With new accounting products entering the market, there are several factors to consider before choosing a program for your law firm.
Traditionally, there have been a couple of major players in law firm accounting software, but the growth of cloud computing has led to many new entries bursting onto the scene that are worth watching. There are more choices now as opposed to even 10 years ago.
The newer products may offer a more flexible experience for remote use on mobile phones or tablets. More established programs have the advantage of making it easier to train new staff since they may have used the software in the past.
The Law Society of Ontario (LSO) obligations around record-keeping and trust accounts mean that law firms and sole practitioners have to make sure they remain compliant.
The LSO isn’t going to tell you to use a specific type of software, but it’s up to lawyers to find a program that does the proper record-keeping that is required by their governing body.
Essentially, that means getting a system that is above the standard accounting software made for small businesses.
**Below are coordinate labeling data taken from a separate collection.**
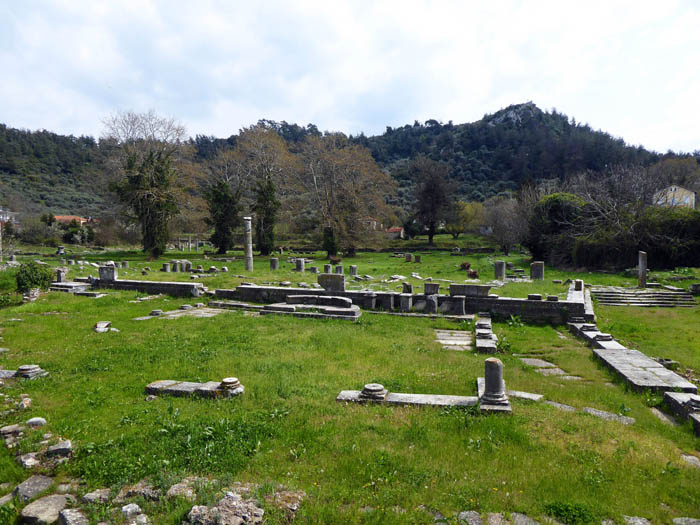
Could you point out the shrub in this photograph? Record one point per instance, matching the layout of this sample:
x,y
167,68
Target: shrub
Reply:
x,y
571,512
32,275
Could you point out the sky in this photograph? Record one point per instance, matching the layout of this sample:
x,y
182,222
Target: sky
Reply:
x,y
631,69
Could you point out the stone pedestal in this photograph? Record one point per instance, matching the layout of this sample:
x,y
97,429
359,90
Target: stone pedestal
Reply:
x,y
537,271
431,288
642,267
406,302
107,273
374,392
494,398
431,304
247,223
332,282
499,270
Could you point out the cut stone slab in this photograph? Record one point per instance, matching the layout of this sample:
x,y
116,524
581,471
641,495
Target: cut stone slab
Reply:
x,y
72,517
551,371
44,510
561,406
97,496
625,420
29,460
36,422
210,389
537,363
410,399
691,460
30,488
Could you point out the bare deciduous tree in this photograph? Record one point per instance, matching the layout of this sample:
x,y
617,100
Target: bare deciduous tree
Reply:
x,y
144,162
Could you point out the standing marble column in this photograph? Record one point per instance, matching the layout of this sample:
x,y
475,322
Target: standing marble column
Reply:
x,y
248,243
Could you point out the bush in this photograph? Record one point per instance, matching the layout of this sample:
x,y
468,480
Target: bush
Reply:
x,y
571,512
33,275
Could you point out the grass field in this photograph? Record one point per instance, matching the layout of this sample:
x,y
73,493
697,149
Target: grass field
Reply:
x,y
357,464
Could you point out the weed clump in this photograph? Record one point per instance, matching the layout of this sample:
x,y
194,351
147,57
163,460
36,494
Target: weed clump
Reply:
x,y
32,275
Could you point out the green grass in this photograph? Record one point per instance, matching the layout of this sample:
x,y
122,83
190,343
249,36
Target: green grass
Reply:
x,y
357,464
288,429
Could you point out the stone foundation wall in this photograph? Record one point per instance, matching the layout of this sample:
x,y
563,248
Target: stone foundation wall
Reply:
x,y
153,287
554,312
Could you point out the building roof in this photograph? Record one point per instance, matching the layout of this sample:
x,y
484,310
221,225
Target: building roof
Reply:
x,y
70,218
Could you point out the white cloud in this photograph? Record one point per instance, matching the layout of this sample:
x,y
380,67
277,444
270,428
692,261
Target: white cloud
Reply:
x,y
628,68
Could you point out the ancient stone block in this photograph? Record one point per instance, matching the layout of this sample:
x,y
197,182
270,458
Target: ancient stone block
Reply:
x,y
480,290
499,270
431,288
430,304
332,282
537,271
107,273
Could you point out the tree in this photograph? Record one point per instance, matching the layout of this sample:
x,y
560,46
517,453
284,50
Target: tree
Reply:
x,y
502,215
346,190
266,161
223,196
462,216
434,194
145,157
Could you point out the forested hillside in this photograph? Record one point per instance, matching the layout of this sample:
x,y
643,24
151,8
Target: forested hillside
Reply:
x,y
42,171
502,150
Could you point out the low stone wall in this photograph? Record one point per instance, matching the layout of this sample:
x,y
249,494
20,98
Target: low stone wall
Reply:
x,y
153,287
532,311
537,311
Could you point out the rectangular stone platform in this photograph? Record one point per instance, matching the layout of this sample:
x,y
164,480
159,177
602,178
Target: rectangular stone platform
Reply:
x,y
636,368
353,396
69,287
210,389
176,289
642,372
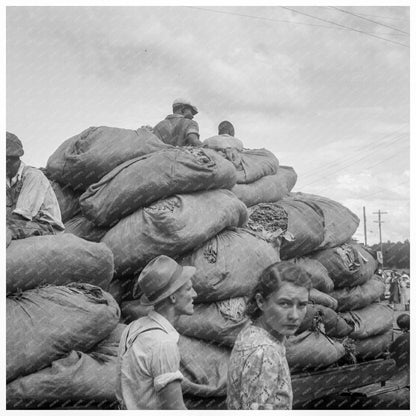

Some programs are good for billing and client management and are cheaper than the practice-management specific programs but, for example, they may not run your trust account the way you need it to.
You have to be careful when making those types of decisions — if your software doesn’t do it, then how are you going to remain compliant? Your trust accounts and client base are susceptible parts of your practice, so there’s going to be a cost to that.
That sensitive data doesn’t just include dollar amounts but also the personal information of your clients.
Those are key pieces of information that you want to ensure are kept safe.
When researching new accounting software, it’s vital to look at the database to make sure it’s reliable and to consider how your staff will integrate with the software program, and how it needs to integrate with your current software programs.
You may have lawyers, clerks and other staff members who will need to access the system, even if it’s just entering their time dockets. A good program sculpts these data-entry screens for ease of use. If staff can enter their time quickly and get billed out handily and have a system built in for receivable follow-ups, then the program will pay for itself in profitability.
We recommend asking software providers for a demonstration and a trial period. As well, don’t hesitate to ask for references if it’s a program you haven’t seen before.
Ask if they can provide you with the contact information of some of their current clients to get their experiences with the program.
It’s painful to change accounting programs, so you want to ensure this decision is going to be in place for a long period.